Congressman Cleaver hosts student loan town hall at MCC

U.S. Rep. Emanuel Cleaver scheduled his town hall on student loan debt to run for 90 minutes, but he allowed all who wanted to speak, extending the event to two hours.

U.S. Rep. Emanuel Cleaver listened intently to concerns about loan debt as students, former students and concerned community members stepped in front of microphones Aug. 2 at the Metropolitan Community College-Penn Valley Education Center.

MCC hosted the town hall, which was organized by the congressman’s office to gather information about the burden of so many who are struggling to pay off cumbersome student loan debt.  Cleaver stated that the problem is one “we can’t afford to ignore any further,” citing these numbers: About 44 million people owe nearly $1.4 trillion for the cost of their education.

About 200 people gathered to listen and provide input.

Incoming MCC student Andrew Lipker was the last person to speak.
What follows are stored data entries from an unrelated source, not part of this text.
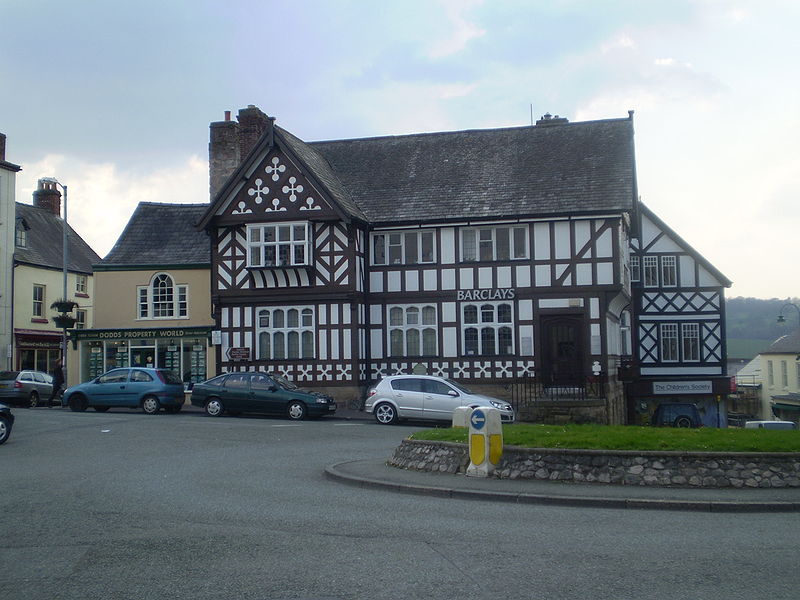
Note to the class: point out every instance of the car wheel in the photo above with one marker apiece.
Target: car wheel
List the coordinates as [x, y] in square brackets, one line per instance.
[5, 430]
[214, 407]
[78, 403]
[150, 405]
[296, 410]
[385, 414]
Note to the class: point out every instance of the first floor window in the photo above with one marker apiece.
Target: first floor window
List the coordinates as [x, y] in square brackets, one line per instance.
[690, 334]
[669, 342]
[487, 329]
[494, 243]
[285, 333]
[278, 245]
[38, 300]
[412, 330]
[162, 299]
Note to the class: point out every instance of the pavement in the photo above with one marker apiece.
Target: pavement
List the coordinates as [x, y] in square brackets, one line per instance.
[376, 473]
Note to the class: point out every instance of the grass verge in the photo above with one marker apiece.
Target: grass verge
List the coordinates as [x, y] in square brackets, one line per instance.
[603, 437]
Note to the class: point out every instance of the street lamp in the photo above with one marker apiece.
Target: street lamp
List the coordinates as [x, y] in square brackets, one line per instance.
[781, 318]
[65, 255]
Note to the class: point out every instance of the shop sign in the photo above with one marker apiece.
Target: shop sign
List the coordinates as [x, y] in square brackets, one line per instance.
[242, 353]
[488, 294]
[682, 387]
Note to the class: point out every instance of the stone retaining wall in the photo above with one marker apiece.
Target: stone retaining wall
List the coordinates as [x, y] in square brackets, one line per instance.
[678, 469]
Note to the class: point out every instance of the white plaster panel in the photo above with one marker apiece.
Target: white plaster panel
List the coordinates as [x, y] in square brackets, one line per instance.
[450, 341]
[448, 237]
[412, 281]
[465, 279]
[687, 271]
[376, 282]
[448, 279]
[604, 245]
[504, 277]
[583, 274]
[523, 276]
[376, 343]
[583, 233]
[594, 308]
[542, 275]
[334, 344]
[605, 273]
[562, 234]
[448, 312]
[485, 277]
[430, 280]
[525, 310]
[393, 283]
[541, 241]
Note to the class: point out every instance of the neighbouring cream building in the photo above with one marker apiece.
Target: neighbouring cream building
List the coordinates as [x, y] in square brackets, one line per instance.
[38, 280]
[8, 178]
[152, 297]
[780, 374]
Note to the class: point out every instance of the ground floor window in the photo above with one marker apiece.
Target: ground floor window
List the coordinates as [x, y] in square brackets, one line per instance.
[412, 330]
[487, 329]
[285, 333]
In the audience was incoming MCC student Andrew Lipker. He talked about how he had been enrolled in two separate four-year institutions since 2013 and because of some setbacks, he took out $50,000 in loans. Community college became a more cost-effective way for him to finish his education.

“Thankfully, I am very blessed that MCC let me in, because I am working at a place now where I can afford, barely, but I can afford seven credit hours here,” Lipker said.
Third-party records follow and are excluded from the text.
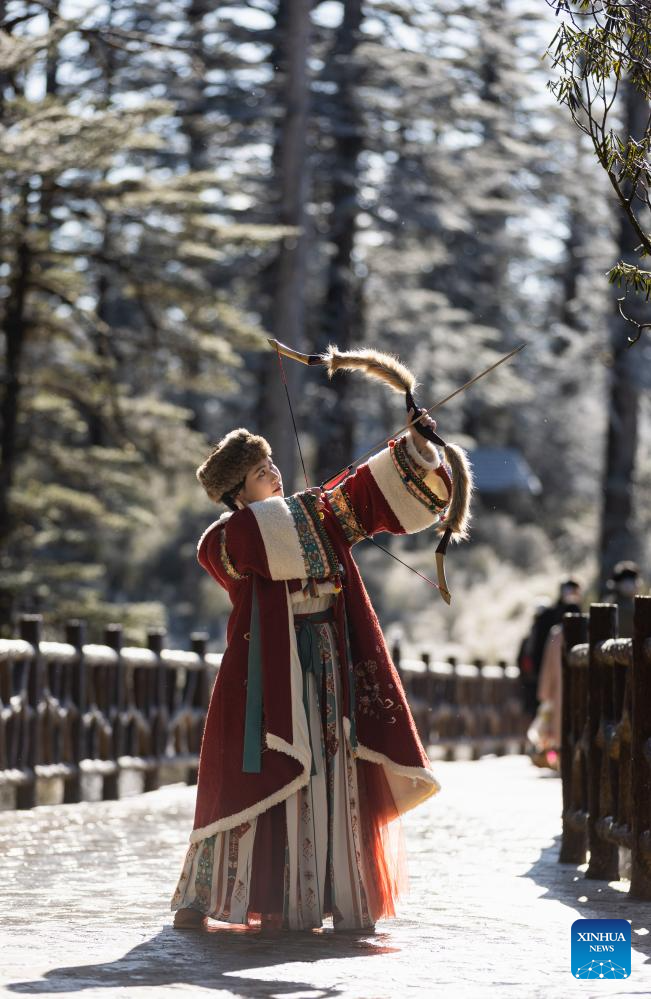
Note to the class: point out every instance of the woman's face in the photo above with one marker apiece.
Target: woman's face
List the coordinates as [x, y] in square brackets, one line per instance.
[261, 482]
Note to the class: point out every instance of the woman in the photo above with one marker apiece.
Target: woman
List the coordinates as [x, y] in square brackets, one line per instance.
[309, 748]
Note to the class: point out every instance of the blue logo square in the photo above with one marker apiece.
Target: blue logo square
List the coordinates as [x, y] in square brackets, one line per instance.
[601, 948]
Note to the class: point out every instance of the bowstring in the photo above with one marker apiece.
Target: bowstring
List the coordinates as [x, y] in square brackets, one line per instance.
[307, 484]
[289, 401]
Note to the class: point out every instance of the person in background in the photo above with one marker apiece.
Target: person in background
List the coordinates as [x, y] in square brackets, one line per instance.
[545, 731]
[569, 600]
[625, 581]
[524, 661]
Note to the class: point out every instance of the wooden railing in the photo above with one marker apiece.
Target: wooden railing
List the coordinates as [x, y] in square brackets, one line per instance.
[69, 708]
[606, 744]
[464, 710]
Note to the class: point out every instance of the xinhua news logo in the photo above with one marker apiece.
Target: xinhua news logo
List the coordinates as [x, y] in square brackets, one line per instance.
[601, 948]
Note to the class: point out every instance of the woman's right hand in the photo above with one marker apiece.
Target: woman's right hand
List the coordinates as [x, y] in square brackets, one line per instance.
[318, 492]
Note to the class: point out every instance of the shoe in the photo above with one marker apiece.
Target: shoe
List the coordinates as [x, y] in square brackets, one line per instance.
[188, 919]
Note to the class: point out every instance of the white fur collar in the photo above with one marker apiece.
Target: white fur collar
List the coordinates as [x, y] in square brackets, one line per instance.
[216, 523]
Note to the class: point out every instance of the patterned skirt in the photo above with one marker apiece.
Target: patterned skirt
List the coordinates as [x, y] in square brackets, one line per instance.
[312, 855]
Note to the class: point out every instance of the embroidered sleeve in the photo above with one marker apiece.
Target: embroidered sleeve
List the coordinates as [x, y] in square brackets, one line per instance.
[279, 538]
[416, 473]
[399, 490]
[227, 564]
[318, 555]
[345, 513]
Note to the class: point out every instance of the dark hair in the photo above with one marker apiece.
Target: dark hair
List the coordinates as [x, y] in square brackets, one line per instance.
[229, 498]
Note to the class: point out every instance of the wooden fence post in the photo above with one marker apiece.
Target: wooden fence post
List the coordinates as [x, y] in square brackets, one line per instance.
[573, 758]
[641, 751]
[113, 638]
[157, 708]
[30, 631]
[74, 632]
[604, 855]
[198, 644]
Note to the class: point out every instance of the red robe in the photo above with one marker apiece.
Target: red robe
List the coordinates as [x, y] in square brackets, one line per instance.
[276, 545]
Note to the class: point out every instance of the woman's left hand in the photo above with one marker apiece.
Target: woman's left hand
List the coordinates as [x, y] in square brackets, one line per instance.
[421, 442]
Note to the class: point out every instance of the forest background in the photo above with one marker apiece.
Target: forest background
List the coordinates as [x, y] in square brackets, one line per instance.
[179, 180]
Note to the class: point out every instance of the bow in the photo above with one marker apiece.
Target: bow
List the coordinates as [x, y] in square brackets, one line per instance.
[387, 368]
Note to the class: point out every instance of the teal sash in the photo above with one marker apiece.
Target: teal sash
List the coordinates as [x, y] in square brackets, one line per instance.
[252, 759]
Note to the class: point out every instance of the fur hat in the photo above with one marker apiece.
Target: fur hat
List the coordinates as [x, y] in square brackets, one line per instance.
[224, 470]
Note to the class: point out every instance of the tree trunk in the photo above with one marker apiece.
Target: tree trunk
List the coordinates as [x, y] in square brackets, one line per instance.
[289, 272]
[344, 300]
[618, 535]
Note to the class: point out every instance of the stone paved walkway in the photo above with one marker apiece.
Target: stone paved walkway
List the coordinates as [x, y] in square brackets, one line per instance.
[85, 895]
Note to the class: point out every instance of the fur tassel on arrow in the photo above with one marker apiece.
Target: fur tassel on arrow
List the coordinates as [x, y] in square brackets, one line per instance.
[387, 368]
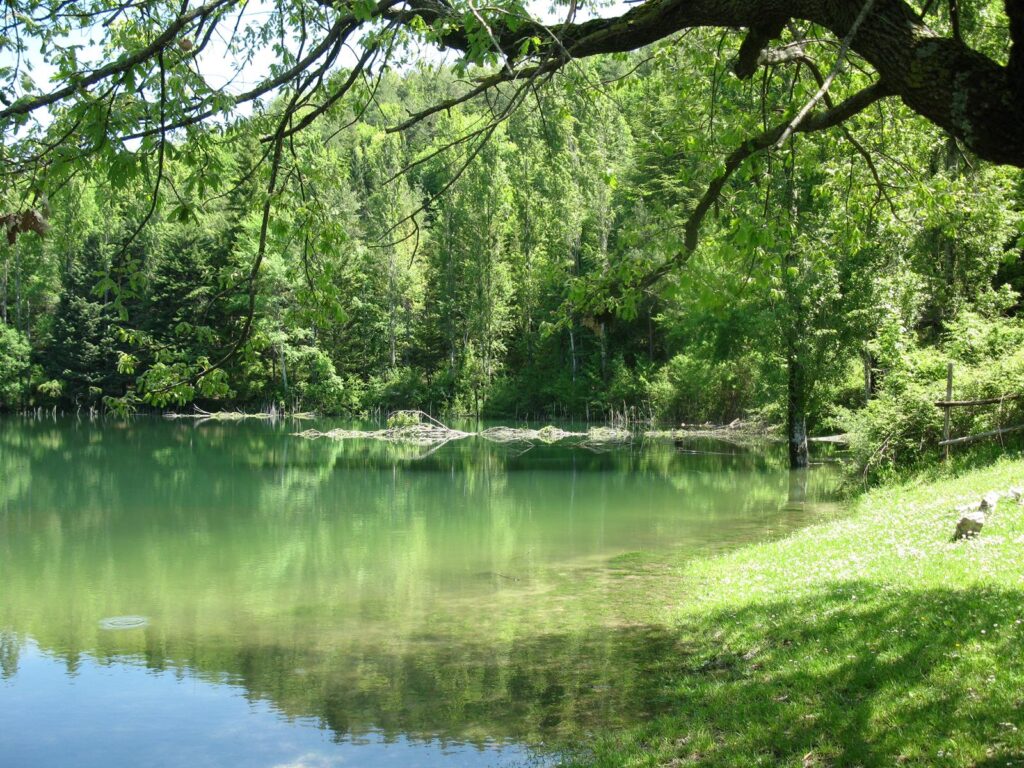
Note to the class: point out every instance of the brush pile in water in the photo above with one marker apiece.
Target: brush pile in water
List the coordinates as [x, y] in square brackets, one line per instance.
[417, 427]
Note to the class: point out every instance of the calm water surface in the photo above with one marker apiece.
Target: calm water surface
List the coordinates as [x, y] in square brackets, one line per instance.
[229, 595]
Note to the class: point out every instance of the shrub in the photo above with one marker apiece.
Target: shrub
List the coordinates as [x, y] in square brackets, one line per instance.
[13, 366]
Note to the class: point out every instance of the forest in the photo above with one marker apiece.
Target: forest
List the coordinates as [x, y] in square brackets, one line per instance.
[530, 275]
[739, 282]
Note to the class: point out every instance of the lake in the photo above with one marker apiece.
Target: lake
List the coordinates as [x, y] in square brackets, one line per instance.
[231, 595]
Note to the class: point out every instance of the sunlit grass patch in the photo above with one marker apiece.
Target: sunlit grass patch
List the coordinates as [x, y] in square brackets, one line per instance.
[872, 640]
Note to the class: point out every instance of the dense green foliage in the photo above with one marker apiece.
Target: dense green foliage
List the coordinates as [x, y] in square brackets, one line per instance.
[508, 275]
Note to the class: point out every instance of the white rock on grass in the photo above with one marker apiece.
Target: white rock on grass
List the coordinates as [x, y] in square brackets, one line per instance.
[970, 525]
[988, 501]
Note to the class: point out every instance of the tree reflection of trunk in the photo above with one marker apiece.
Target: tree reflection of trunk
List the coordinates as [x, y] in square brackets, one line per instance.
[798, 487]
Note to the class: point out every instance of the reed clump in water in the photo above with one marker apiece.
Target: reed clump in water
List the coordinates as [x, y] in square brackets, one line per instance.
[402, 426]
[420, 428]
[272, 414]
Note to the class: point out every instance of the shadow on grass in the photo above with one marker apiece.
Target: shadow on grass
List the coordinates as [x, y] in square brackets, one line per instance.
[852, 677]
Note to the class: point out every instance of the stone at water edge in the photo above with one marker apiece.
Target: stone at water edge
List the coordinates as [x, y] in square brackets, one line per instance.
[970, 525]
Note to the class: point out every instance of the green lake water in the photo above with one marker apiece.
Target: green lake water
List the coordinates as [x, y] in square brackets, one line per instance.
[230, 595]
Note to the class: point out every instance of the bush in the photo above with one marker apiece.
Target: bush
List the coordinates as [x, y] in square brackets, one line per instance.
[13, 367]
[696, 390]
[901, 427]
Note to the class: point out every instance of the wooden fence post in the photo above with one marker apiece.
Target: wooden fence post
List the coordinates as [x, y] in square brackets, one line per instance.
[949, 396]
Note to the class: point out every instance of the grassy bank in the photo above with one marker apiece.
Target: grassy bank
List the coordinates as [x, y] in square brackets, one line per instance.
[872, 640]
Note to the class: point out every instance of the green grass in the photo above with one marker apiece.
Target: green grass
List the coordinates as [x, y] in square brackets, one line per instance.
[871, 640]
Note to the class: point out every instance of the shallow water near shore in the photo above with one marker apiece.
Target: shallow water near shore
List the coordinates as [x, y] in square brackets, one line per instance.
[230, 595]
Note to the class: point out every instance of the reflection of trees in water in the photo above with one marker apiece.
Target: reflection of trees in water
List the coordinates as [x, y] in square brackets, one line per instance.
[344, 581]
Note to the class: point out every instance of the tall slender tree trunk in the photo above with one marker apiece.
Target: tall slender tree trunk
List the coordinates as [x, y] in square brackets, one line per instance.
[796, 410]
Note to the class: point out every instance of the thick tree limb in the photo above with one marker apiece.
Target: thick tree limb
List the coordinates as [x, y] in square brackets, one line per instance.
[765, 140]
[942, 79]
“Student loans should not dictate how your life goes,” he added. He will be in MCC’s paralegal program when fall classes start Aug. 23.
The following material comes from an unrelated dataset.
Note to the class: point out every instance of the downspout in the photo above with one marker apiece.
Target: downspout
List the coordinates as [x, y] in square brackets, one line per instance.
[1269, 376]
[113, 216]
His $50,000 in debt was on the low side compared to others who spoke. One woman stated that before she was clear of her loans, she would have paid 435 percent of the original loan amount for a total of half a million dollars.

Cleaver said people must speak out about student loans and ensure students are aware of what they are signing. “I’m hoping one of the things we can do tonight is break the quiet,” he said.

Cleaver talked about Congress’ responsibility to mitigate the loan crisis. “It’s our job,” he said, “and right now, we are not doing our job.”